Vlahovich Nicole, Kee Anthony J, Van der Poel Chris, Kettle Emma, Hernandez-Deviez Delia, Lucas Christine, Lynch Gordon S, Parton Robert G, Gunning Peter W, Hardeman Edna C
Muscle Development Unit, Children's Medical Research Institute, Westmead, NSW, Australia.
Mol Biol Cell. 2009 Jan;20(1):400-9. doi: 10.1091/mbc.e08-06-0616. Epub 2008 Nov 12.
The functional diversity of the actin microfilaments relies in part on the actin binding protein tropomyosin (Tm). The muscle-specific Tms regulate actin-myosin interactions and hence contraction. However, there is less known about the roles of the numerous cytoskeletal isoforms. We have shown previously that a cytoskeletal Tm, Tm5NM1, defines a Z-line adjacent cytoskeleton in skeletal muscle. Recently, we identified a second cytoskeletal Tm in this region, Tm4. Here we show that Tm4 and Tm5NM1 define separate actin filaments; the former associated with the terminal sarcoplasmic reticulum (SR) and other tubulovesicular structures. In skeletal muscles of Tm5NM1 knockout (KO) mice, Tm4 localization was unchanged, demonstrating the specificity of the membrane association. Tm5NM1 KO muscles exhibit potentiation of T-system depolarization and decreased force rundown with repeated T-tubule depolarizations consistent with altered T-tubule function. These results indicate that a Tm5NM1-defined actin cytoskeleton is required for the normal excitation-contraction coupling in skeletal muscle.
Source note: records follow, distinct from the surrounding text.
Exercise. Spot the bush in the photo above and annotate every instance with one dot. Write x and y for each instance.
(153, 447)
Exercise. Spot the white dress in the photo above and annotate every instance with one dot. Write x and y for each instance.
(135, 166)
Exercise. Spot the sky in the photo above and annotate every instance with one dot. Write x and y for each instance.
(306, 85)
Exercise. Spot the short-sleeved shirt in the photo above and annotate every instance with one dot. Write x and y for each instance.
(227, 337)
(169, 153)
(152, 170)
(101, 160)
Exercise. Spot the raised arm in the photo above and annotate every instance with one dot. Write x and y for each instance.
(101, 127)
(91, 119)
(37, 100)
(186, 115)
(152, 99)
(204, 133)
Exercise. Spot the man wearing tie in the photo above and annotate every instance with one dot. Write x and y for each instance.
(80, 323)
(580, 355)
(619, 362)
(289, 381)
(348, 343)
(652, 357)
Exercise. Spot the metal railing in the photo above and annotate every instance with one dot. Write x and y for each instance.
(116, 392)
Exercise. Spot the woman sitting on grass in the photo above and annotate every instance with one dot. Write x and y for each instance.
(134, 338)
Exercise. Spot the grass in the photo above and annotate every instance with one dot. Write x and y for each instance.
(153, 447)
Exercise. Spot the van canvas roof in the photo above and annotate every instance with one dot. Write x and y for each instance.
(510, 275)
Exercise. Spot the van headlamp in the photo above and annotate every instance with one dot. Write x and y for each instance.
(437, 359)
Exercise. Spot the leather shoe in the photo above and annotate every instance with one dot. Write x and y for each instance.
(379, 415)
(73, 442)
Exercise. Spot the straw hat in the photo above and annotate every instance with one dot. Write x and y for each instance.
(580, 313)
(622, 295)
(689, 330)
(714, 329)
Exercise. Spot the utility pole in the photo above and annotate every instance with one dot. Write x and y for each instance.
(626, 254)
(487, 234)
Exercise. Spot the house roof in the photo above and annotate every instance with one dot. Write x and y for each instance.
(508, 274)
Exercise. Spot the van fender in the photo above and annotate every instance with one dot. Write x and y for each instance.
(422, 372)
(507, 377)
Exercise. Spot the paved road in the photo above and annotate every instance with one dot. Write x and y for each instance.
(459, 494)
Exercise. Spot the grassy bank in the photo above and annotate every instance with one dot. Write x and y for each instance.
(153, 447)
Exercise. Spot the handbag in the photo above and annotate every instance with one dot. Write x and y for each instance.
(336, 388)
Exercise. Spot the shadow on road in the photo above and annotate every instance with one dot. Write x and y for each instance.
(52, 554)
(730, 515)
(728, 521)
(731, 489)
肌动蛋白微丝的功能多样性部分依赖于肌动蛋白结合蛋白原肌球蛋白(Tm)。肌肉特异性的Tm调节肌动蛋白与肌球蛋白的相互作用,从而调节收缩。然而,对于众多细胞骨架异构体的作用了解较少。我们之前已经表明,一种细胞骨架Tm,即Tm5NM1,在骨骼肌中定义了一种与Z线相邻的细胞骨架。最近,我们在该区域鉴定出了第二种细胞骨架Tm,即Tm4。在此我们表明,Tm4和Tm5NM1定义了不同的肌动蛋白丝;前者与终末肌浆网(SR)及其他小管泡状结构相关。在Tm5NM1基因敲除(KO)小鼠的骨骼肌中,Tm4的定位未发生变化,这证明了膜结合的特异性。Tm5NM1基因敲除的肌肉表现出T系统去极化增强,并且在重复的T小管去极化时力衰减减少,这与T小管功能改变一致。这些结果表明,Tm5NM1定义的肌动蛋白细胞骨架是骨骼肌正常兴奋 - 收缩偶联所必需的。